Quand je lui ai envoyé un texto pour qu'il me rencontre ici, dans le terrain de jeu, il est venu instantanément, mais l'expression inquiète sur son visage n'est pas passée inaperçue et quand je lui ai demandé de me dire son problème, il a déversé toutes ses inquiétudes concernant la situation de son entreprise et comment ils ont fait de leur mieux pour gérer l'entreprise avec succès, mais ont lamentablement échoué.
Je me sens mal pour lui. Il a fait de son mieux pour gagner la confiance de M. Brooks et gagner son cœur, mais tout cela est devenu nul.
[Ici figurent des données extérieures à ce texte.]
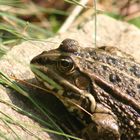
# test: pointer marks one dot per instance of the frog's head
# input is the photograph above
(59, 71)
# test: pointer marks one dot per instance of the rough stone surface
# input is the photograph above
(16, 63)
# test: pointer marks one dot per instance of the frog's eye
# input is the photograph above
(65, 65)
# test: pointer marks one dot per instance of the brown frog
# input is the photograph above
(100, 87)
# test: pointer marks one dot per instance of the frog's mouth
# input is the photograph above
(75, 94)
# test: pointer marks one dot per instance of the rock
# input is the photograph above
(16, 64)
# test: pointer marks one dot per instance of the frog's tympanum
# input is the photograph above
(100, 87)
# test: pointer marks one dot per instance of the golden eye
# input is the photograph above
(65, 65)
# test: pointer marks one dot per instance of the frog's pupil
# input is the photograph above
(65, 63)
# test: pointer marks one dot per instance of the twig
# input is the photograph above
(72, 16)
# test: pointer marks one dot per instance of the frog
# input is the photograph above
(98, 86)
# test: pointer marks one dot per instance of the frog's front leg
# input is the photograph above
(103, 127)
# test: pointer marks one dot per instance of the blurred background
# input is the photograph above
(22, 20)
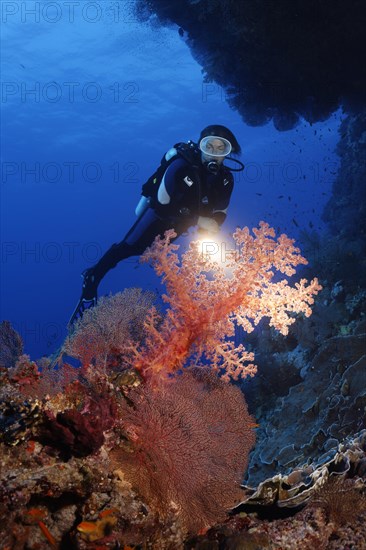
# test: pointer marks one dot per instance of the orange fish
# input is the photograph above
(47, 534)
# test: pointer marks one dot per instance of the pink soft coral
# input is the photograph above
(206, 299)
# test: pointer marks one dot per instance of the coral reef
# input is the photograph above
(190, 443)
(11, 345)
(146, 443)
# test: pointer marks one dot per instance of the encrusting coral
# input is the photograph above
(149, 414)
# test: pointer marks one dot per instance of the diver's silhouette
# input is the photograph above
(191, 187)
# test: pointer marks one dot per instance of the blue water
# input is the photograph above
(91, 100)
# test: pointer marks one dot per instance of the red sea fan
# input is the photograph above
(190, 441)
(109, 327)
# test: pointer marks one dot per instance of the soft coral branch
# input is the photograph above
(206, 299)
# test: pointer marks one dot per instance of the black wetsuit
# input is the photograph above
(185, 193)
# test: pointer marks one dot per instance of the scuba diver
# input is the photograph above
(191, 187)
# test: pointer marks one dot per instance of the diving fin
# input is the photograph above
(81, 306)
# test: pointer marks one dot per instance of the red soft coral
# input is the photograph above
(206, 299)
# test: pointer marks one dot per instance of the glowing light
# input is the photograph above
(216, 248)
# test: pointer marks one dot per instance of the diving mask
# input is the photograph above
(214, 149)
(215, 146)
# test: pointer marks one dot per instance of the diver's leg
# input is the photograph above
(140, 236)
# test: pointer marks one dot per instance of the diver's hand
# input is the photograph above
(208, 224)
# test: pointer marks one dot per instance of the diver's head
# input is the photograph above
(216, 142)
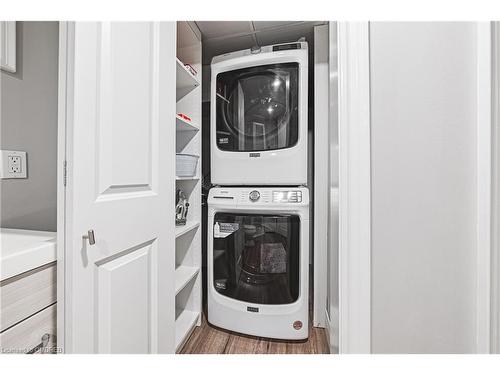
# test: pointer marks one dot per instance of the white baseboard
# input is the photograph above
(332, 331)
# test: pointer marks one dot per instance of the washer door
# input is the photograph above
(256, 257)
(257, 108)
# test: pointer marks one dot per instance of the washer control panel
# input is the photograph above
(254, 195)
(291, 196)
(258, 196)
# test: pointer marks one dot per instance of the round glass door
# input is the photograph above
(257, 108)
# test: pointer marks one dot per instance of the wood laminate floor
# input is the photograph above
(208, 339)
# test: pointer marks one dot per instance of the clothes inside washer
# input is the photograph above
(272, 258)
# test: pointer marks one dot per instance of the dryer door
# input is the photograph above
(257, 108)
(256, 257)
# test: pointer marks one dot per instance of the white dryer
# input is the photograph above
(258, 259)
(259, 103)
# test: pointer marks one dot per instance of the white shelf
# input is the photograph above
(186, 82)
(182, 125)
(183, 275)
(183, 229)
(183, 326)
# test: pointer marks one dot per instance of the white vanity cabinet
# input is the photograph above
(28, 311)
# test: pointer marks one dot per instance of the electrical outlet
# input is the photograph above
(13, 164)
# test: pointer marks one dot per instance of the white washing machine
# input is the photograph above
(258, 260)
(259, 105)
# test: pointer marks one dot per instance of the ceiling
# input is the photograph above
(220, 37)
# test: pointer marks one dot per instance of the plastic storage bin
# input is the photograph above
(185, 165)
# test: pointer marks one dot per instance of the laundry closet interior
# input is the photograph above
(190, 156)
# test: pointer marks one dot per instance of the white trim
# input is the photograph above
(331, 333)
(354, 188)
(8, 46)
(483, 180)
(61, 190)
(495, 234)
(321, 183)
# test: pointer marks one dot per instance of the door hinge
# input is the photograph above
(65, 173)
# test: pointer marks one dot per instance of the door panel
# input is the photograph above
(129, 273)
(121, 164)
(127, 103)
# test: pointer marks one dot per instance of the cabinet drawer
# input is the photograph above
(25, 294)
(27, 335)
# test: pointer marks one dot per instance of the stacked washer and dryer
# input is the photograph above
(258, 211)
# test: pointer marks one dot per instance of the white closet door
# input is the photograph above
(120, 128)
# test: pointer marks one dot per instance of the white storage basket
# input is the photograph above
(185, 165)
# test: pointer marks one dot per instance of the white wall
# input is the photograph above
(423, 109)
(29, 123)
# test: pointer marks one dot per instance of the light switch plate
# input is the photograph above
(13, 164)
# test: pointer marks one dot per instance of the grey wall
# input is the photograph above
(423, 187)
(29, 123)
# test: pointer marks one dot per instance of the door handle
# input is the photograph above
(90, 236)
Il se sent triste et je me sens inutile à entendre ses gesticulations, incapable de lui apporter une quelconque aide. Si je l'avais, je l'aurais certainement aidé à se débarrasser de son problème.
« Tammy, je sais que tu es le meilleur. Si tu fais de ton mieux, tu obtiendras le projet, alors, s'il te plaît, ne perds pas espoir. Tu peux le faire », j'ai essayé de le réconforter, mais je sais que cela n'apaisera pas sa douleur, ce qu'il ressent en ce moment.
« Sheila, M. Brooks est un homme d'affaires bien connu dans le monde entier. S'il néglige notre offre, on risque de perdre tous nos clients et notre entreprise ferait faillite. Tous mes rêves s'éteignent. » Ses épaules se sont affaissées.
Il avait l'air si pâle et plus maigre qu'avant depuis son retour de New York.
Je ne sais pas quoi dire, alors j'ai préféré la partie silencieuse, parfois c'est plus réconfortant que les mots prononcés.
Nous sommes restés silencieux pendant ce qui semblait être une heure, mais seules quelques minutes se sont écoulées.
Soudain, un nom familier est apparu sur mon nom. Ai-je bien entendu ce nom ?
« Tammy, quel est le nom complet de M. Brooks ? » ai-je demandé pour me débarrasser du doute qui a surgi dans mon esprit il y a une seconde. J'espère qu'ils ne sont pas la même personne.
« James Brooks », a-t-il chuchoté le nom et j'ai entendu mon cœur battre lourdement à l'intérieur de ma cage thoracique.
« Oh mon Dieu ! C'est le père de Harry, n'est-ce pas ? » ai-je demandé, mes yeux se seraient écarquillés comme ceux d'un panda, mais il a simplement hoché la tête comme si cela n'avait aucune importance pour lui.